PET imaging and pharmacokinetic modelling of hepatobiliary Transporters
Date: Tuesday December 11 2018
4pm to 5pm
Venue: Ground floor seminar room G10, 70 Symonds St
A Bioengineering seminar by Professor Yuichi Sugiyama, RIKEN Cluster for Science, RIKEN, Yokohama, Japan.
Abstract: The changes in pharmacokinetics due to genetic polymorphisms and drug-drug interactions involving transporters can often have an adverse effect on the therapeutic safety and efficacy of many drugs. For drugs with intracellular target molecules, cellular efflux transporters are the determinant of pharmacological effect or adverse reactions even though they have negligible impact on the plasma concentrations. Because of difficulty in quantitative evaluation of the efflux process, the role of efflux transporters remains unclear in humans.
In order to elucidate the quantitative relationship between the transport activities and drug response, labeled PET probes are being developed for specific transporters. In this presentation, I will show you our recent progress in the analysis of plasma clearance of drugs and PET imaging to evaluate the transporter function in vivo including PET probes for hepatic uptake transporters (OATP1B1, OATP1B3) and biliary excretion transporters (MRP2, BCRP)) both in experimental animals and in human.
Elucidation of the rate-determining process in the overall hepatic elimination of drugs is therefore critical for predicting their hepatic clearance, and their systemic and regional exposures.

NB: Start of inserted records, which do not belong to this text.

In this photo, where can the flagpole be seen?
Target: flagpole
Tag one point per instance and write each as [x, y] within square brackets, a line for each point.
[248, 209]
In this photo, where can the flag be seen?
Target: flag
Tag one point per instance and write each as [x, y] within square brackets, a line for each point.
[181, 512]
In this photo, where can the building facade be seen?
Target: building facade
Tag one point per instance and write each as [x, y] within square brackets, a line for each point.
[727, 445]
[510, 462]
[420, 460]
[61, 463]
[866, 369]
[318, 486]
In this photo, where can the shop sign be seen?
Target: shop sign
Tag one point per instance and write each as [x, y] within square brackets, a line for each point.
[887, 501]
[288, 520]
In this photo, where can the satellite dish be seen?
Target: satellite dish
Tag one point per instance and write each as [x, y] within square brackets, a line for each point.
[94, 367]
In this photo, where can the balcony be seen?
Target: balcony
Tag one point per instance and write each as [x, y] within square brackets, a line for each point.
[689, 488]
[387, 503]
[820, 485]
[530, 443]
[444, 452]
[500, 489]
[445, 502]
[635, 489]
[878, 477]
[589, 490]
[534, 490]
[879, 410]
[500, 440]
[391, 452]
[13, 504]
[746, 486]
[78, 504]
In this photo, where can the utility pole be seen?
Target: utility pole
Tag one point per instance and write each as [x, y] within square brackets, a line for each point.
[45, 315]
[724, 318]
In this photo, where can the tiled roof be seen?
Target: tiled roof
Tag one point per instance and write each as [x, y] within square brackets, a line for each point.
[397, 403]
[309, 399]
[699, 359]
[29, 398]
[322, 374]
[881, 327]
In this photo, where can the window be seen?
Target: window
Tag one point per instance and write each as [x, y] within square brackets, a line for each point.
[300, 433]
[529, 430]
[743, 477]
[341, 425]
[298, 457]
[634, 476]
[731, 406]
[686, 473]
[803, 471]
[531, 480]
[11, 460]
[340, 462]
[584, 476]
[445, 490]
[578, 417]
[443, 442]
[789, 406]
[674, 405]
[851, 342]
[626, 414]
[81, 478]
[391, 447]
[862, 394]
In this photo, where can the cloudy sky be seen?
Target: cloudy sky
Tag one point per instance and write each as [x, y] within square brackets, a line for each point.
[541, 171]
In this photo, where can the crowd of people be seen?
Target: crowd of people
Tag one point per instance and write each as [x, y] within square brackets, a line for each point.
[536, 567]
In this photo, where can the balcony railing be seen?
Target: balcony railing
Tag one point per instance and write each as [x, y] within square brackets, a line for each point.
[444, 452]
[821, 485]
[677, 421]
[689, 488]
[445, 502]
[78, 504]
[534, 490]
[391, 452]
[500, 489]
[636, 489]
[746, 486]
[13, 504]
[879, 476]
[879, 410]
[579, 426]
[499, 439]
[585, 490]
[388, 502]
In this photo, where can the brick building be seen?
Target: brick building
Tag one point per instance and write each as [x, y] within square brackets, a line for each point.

I will show how to understand the so-called “Extended clearance concept” and to establish a physiologically based pharmacokinetic (PBPK) model that includes the transporter-mediated membrane transport and enzyme-mediated metabolism processes and to investigate the effect of changes in transporter (influx, efflux) function and metabolizing enzyme function on the pharmacokinetics of drugs in the blood and the liver and, ultimately, the pharmacological and/or toxicological effects.